Mark Alexander has written:
In many divorces, the greatest causes of conflict are:
-What mudslinging is the other side going to say about me?
-Are they going to try to extract the last ounce of blood?
-What is my future budget going to be?
-When will I be spending time with the children?
In those cases, negotiating with proposed final orders at the outset (Findings, Decree of Dissolution, Parenting Plan, Order of Child Support & Worksheets) can resolve those uncertainties, by showing exactly what you want the judge to order.
- Agreed orders usually don’t need to say much about why the parties want the agreed relief, so criticism is unnecessary. Courts favor agreements in divorce cases, so a judge will likely sign agreed orders, even if one party later changes their mind.

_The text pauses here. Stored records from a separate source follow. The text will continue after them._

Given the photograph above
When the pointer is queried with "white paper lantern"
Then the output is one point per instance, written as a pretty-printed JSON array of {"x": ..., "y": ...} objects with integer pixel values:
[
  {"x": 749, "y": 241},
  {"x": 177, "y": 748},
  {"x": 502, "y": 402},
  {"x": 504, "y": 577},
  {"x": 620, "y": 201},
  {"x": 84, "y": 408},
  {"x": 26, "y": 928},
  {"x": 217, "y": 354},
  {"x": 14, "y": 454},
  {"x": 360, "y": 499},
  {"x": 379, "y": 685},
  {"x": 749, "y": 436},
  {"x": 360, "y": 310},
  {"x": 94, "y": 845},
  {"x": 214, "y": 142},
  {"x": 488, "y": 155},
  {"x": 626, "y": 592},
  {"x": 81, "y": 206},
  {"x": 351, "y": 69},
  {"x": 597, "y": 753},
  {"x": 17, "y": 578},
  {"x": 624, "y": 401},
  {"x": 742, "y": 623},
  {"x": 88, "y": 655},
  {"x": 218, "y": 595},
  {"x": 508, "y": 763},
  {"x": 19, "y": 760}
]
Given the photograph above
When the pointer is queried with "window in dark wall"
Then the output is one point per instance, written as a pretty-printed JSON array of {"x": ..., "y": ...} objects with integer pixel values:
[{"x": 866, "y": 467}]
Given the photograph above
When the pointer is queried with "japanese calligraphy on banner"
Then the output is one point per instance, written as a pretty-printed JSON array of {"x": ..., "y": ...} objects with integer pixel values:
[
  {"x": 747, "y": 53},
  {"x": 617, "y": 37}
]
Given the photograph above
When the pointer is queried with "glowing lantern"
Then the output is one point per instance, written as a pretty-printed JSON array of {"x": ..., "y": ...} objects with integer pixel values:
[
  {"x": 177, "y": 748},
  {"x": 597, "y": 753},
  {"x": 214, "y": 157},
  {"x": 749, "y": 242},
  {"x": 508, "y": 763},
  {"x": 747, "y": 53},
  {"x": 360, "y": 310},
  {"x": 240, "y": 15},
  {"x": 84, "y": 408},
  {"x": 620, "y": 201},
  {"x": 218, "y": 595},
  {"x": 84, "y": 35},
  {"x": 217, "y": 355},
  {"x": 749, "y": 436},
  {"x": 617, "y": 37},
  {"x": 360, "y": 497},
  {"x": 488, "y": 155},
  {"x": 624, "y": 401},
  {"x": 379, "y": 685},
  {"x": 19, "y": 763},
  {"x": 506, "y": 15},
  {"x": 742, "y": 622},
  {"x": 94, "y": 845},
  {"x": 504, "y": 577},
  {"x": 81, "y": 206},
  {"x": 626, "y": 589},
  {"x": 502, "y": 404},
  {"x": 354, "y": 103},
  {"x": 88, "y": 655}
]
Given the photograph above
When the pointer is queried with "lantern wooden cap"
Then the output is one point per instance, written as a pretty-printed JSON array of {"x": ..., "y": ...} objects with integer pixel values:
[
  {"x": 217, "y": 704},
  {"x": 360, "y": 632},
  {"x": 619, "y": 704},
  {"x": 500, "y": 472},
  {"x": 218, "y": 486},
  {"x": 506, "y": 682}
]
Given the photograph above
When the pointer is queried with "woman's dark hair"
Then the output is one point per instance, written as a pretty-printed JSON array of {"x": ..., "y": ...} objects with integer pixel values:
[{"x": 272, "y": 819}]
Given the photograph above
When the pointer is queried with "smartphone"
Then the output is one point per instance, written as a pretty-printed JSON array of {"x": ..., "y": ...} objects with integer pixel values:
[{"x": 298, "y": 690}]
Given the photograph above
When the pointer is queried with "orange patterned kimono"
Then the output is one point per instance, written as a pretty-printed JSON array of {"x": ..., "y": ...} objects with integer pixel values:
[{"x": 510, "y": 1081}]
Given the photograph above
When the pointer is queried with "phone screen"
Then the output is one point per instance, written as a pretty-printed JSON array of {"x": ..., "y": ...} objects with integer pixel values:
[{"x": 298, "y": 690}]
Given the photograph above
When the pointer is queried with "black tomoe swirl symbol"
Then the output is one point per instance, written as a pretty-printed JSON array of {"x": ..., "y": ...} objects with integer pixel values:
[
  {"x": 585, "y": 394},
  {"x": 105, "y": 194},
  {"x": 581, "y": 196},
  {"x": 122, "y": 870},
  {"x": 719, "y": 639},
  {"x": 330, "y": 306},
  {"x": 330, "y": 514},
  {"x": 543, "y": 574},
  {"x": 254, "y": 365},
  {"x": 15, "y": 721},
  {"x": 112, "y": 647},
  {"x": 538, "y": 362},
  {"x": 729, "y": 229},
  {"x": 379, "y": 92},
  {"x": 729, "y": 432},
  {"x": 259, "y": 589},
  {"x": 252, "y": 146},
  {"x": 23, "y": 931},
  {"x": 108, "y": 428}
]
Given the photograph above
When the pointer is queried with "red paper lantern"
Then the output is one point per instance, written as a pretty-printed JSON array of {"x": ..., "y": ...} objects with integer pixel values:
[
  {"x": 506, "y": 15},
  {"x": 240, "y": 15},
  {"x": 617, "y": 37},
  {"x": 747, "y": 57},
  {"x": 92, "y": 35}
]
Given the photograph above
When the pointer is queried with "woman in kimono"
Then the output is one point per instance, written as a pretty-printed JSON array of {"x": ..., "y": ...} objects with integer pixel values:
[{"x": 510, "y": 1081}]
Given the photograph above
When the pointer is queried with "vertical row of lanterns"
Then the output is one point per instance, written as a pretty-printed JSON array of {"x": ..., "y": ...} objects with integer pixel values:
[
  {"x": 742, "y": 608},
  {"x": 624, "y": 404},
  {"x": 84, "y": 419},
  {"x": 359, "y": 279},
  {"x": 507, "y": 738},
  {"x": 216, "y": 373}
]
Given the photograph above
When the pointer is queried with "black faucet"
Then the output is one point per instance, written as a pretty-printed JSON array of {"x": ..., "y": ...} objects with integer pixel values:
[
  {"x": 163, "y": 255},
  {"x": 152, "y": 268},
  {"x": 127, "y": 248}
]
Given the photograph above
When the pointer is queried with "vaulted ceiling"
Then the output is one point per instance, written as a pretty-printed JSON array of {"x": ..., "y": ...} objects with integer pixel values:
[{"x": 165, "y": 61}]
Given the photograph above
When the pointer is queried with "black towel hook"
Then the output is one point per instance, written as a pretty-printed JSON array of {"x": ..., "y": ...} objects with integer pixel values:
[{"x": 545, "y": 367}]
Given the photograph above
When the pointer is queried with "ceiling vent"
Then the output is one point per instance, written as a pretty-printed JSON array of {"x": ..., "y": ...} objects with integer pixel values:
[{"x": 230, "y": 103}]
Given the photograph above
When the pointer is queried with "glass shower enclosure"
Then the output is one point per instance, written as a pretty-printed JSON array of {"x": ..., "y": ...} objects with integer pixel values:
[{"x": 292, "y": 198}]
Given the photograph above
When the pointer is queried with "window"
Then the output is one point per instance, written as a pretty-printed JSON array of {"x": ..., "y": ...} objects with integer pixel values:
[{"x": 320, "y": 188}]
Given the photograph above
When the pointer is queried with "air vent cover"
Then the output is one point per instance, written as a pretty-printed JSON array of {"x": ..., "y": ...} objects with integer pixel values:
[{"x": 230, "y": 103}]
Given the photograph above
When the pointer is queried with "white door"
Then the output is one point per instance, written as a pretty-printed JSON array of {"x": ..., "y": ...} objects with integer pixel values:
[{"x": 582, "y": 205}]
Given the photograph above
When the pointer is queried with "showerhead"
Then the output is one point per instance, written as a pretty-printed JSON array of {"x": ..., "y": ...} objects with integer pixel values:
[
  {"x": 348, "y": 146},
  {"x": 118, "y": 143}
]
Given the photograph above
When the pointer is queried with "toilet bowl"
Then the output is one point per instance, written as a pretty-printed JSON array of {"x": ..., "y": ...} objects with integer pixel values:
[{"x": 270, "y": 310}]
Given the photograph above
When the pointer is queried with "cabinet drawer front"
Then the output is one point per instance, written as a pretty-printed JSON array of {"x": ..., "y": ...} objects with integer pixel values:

- The financial proposal is there in black and white, addressing all issues. You may indicate that you’re also open to further negotiation, so long as a reasonable basis is provided for requested changes.
- The schedule with the children should be specific, so anyone looking at the parenting plan could say which parent the children should be with on any given day.
Putting “settlement negotiations: not admissible” on proposals prevents the other side from using a generous offer in evidence if negotiations fall apart. Finally, given the stress and emotional turmoil in divorces, it’s a powerful negotiating tool to present the other side with papers which will effectively resolve all uncertainty with a stroke of their pen.